While there is no legal requirement to source Scottish grain to produce Scotch whisky, most distilleries look to their homeland first for malting barley.
The vast majority – almost 90% – of the industry’s barley requirements are currently sourced in Scotland but some producers are taking it one step further and creating spirit made with nothing but 100% Scottish grain.
Bruichladdich on Islay has been pursuing this philosophy since it was re-opened by two former wine merchants whose expertise lay in fine French burgundy and who believed in the French notion of terroir, where the relationship between the land, the raw ingredient and the grower is considered second nature.
And it’s an ideology that has apparently worked out well, not only for the company and its customers but for local farmers too who benefit from a premium rate and steady market.
“Back when the decision was first made to only use Scottish grain, consumer perceptions were different. “We were ahead of our locavore time,” says Bruichladdich spokesman Christy McFarlane. “Now the modern day spirit buyer is increasingly aware of where their products come from and how they’ve been made.”
Today the distillery’s malt is guaranteed grown in Scotland and, in certain cases, they can pinpoint the exact farmer and the precise field in which the barley was raised.
“After all, we believe it’s called Scotch for a reason,” adds Christy.
Production director Allan Logan currently works in partnership with 17 growers on Islay, following a project that began in 2004 with just one farmer and one field.
“It’s grown into this huge success,” says Christy.
“We’re proud to be offering an opportunity to the local community to diversify into different areas of agriculture, which in the summer of 2017 expanded to growing rye on the island.
“Our partnerships with these farmers are not just about us growing malting barley locally, but also about having a meaningful economic impact on our island community.”
Bruichladdich offers farmers a premium for their grain. If they didn’t, the producers simply wouldn’t grow for them.
“The growing conditions on the west coast are gruesome, resulting in a lower tonnage per acre,” says Christry.

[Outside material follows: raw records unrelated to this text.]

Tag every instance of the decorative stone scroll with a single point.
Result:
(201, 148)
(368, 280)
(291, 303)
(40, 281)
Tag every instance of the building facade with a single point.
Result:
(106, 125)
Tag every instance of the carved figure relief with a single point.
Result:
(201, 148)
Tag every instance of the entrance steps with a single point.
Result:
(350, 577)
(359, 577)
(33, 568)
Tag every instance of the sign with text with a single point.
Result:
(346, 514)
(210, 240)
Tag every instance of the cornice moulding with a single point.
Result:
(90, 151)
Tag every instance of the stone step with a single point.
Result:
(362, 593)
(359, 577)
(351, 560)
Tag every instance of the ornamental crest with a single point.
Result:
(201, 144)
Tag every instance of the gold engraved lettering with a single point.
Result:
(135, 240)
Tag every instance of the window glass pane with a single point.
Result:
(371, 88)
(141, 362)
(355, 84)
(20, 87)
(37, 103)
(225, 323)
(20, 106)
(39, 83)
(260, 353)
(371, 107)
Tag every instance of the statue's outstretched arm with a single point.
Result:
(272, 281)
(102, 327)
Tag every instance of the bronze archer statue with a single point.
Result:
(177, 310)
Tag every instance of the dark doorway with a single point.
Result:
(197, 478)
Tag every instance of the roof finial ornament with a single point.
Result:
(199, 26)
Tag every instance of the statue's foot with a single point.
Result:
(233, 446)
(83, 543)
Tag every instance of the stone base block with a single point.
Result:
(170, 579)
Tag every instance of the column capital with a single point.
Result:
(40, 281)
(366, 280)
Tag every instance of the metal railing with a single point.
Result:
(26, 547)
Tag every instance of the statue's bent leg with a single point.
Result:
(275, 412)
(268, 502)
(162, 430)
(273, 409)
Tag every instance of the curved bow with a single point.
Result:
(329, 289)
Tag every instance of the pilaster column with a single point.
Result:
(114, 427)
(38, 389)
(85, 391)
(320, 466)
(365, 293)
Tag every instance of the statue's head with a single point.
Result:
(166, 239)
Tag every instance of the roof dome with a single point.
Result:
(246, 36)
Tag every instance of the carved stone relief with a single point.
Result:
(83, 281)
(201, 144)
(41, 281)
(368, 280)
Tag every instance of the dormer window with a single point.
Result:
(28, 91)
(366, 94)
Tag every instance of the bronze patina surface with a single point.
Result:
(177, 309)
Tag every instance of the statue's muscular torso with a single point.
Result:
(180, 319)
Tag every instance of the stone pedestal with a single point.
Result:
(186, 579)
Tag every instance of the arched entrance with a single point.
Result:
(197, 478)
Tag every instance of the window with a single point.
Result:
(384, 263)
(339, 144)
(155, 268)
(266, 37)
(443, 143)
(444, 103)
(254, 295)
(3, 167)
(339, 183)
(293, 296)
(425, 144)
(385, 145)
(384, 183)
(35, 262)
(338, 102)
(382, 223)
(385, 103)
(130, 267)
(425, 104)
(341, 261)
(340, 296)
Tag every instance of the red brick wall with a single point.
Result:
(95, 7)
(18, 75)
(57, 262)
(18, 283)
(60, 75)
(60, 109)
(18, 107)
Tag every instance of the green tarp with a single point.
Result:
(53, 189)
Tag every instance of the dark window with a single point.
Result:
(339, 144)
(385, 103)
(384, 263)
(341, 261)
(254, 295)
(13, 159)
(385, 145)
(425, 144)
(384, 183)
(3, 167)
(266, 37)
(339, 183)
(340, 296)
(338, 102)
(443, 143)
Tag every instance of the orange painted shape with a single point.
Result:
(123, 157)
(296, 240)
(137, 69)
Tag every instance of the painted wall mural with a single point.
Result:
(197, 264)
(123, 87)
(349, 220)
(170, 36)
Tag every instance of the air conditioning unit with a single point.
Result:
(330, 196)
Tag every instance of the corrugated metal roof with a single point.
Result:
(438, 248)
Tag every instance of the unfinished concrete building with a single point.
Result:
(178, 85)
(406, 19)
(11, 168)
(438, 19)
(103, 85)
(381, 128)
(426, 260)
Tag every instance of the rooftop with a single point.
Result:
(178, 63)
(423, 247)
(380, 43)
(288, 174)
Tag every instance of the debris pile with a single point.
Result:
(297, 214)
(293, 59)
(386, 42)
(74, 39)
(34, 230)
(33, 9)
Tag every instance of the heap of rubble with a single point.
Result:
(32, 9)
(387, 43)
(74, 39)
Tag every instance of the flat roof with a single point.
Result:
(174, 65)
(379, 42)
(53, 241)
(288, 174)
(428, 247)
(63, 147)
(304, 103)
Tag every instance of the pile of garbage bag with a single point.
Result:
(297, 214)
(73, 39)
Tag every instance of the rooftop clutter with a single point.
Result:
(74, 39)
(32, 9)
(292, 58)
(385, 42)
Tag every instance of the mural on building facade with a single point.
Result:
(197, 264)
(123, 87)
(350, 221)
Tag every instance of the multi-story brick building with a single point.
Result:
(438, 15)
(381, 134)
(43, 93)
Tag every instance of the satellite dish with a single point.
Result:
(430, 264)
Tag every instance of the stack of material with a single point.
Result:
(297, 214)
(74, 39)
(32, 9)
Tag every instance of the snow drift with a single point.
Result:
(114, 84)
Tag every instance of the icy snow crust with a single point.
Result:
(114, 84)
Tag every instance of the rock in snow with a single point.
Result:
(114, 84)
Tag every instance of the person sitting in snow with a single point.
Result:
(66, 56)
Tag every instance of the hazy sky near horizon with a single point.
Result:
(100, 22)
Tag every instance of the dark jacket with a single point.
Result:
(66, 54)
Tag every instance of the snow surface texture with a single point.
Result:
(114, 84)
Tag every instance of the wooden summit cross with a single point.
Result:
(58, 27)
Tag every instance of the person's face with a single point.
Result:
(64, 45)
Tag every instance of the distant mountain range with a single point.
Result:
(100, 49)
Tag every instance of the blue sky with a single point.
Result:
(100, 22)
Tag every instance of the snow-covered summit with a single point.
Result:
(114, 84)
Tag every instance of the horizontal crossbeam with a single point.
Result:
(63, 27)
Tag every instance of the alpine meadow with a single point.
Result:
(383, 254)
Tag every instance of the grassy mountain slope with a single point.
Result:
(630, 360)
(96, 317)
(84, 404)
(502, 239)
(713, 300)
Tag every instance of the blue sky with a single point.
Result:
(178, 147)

“This is partly due to the cold wet weather but also due to damage by pests such as geese and deer. There are also allowances made on higher levels of nitrogen and in the moisture content than is commonly accepted for mainland barley, but really what we’re looking for is a flavourful grain. It doesn’t interest us to stick to the usual parameters.”

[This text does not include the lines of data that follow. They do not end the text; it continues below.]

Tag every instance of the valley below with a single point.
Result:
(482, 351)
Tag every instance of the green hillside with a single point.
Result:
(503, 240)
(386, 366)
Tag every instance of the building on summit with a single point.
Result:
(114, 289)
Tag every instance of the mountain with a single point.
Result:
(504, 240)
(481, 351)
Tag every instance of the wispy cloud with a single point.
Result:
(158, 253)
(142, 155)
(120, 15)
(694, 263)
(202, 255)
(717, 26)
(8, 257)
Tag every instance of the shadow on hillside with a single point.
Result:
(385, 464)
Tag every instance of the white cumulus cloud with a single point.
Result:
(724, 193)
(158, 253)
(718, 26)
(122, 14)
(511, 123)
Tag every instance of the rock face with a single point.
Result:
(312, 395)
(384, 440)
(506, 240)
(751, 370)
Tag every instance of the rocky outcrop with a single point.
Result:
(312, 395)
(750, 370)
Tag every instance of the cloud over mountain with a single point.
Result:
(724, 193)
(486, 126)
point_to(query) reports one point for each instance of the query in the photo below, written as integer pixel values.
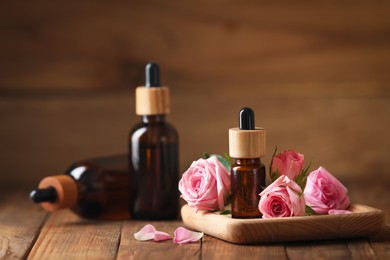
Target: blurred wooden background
(316, 74)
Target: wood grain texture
(214, 248)
(66, 236)
(20, 223)
(380, 243)
(363, 222)
(104, 44)
(130, 248)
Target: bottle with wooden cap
(246, 147)
(95, 188)
(153, 152)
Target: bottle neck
(247, 161)
(153, 119)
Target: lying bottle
(95, 188)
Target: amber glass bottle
(153, 153)
(246, 146)
(95, 188)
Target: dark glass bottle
(246, 146)
(153, 153)
(248, 181)
(95, 188)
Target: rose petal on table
(184, 236)
(146, 233)
(161, 236)
(339, 212)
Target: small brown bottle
(246, 147)
(153, 153)
(95, 188)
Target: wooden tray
(364, 221)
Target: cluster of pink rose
(206, 186)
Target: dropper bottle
(246, 147)
(153, 152)
(96, 188)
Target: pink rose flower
(289, 163)
(324, 192)
(283, 198)
(206, 185)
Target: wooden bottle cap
(152, 100)
(246, 143)
(67, 192)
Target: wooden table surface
(26, 231)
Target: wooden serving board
(364, 221)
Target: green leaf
(206, 155)
(225, 212)
(229, 159)
(302, 177)
(309, 211)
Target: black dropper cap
(247, 119)
(152, 75)
(44, 195)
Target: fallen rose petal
(339, 212)
(146, 233)
(161, 236)
(149, 232)
(184, 236)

When asked about sourcing, the Scotch Whisky Association said: “Given factors such as unpredictable weather, it is vital that producers have the choice of where to source the optimum grain to produce a consistently high quality product.”

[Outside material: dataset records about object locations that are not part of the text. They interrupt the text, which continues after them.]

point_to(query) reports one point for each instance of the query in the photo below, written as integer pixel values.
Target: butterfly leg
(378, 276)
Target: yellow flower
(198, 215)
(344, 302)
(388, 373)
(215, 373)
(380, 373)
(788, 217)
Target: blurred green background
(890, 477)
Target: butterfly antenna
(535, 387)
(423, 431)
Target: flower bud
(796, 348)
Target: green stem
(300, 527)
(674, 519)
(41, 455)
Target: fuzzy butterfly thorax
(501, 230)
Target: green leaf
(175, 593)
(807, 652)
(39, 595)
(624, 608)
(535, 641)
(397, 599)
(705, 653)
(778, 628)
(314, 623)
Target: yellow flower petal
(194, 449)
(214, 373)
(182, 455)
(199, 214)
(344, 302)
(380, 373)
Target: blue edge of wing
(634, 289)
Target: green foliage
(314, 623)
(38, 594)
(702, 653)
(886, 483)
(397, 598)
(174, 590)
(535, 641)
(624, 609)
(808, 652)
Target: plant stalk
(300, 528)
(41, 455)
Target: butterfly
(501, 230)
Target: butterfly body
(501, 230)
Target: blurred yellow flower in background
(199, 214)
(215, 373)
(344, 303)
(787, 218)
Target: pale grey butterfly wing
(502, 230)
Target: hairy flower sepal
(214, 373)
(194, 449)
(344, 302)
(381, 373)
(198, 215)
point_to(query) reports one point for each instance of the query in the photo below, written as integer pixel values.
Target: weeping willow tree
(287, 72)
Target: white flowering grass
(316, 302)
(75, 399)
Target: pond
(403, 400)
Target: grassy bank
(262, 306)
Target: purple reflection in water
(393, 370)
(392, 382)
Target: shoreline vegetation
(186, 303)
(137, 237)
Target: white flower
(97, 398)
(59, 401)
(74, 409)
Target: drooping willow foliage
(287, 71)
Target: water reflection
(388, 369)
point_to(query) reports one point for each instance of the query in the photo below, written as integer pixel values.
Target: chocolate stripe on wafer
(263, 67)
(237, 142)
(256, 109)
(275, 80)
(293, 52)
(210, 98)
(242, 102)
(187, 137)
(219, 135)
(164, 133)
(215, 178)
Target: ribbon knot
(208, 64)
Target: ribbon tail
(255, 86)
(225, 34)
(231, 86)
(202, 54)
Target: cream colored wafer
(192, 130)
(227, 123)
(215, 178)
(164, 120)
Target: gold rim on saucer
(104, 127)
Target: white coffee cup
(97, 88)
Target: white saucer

And Gavin Dick, knowledge exchange manager for cereals and oilseeds at the Agriculture and Horticulture Development Board, acknowledges: “Scottish farmers produce the highest quality malting barley and it’s in the best interest of industry to use as much of it as possible.
“Most distilleries take the Scottish first approach to sourcing their barley, which is sensible as it ensures a high quality local supply, rather than having to import from further afield.
“It is also important to the farmers as growing for malting means they take a hit on yield as they have to limit their use of nitrogen, so they want to know they have a secure market for their crop.”
So would Bruichladdich encourage others to follow its lead?
Christy says: “It’s not really for us to dictate or demand anyone else to place the same level of importance on the provenance of their spirit.
“It would be great if others took the same initiative in working with their local community though. Remaining Islay-centric in everything we do means we’re still the largest private employer on the island, which for a distillery that produces 1 million litres per year, is pretty incredible.”
At the other end of the country, Annandale Distillery also supports the 100% Scottish ethos.
Co-owner, Professor David Thomson, says: “We believe that all of our production has been made with Scottish barley since we re-started in November 2014.” He says he advocates supporting Scottish farmers where possible, provided they can supply high-yielding varieties of the appropriate quality.
However just how significant the use of 100% Scottish grain is to the end product remains a subject for debate.
While Prof Thomson believes the notion that a product made with Scottish ingredients undoubtedly contributes to its provenance, he says: “It probably makes no difference at all to the quality or sensory characteristics of the whisky.”
On the same issue, Christy from Bruichladdich says: “In terms of flavour, it’s hard to say. We’re running a distillery not a laboratory, and there are differences between the flavour in organically grown barley or the sugary fat of bere barley.
“Our exploration of barley has led us in many different directions, from distilling organic barley, to resurrecting ancient landrace in our bere barley and has even included regional trials, which involves growing the same varietal in four different areas of Scotland. Exploring the influence of barley on the final whisky will continue to be a hugely important part of what we do for decades to come.”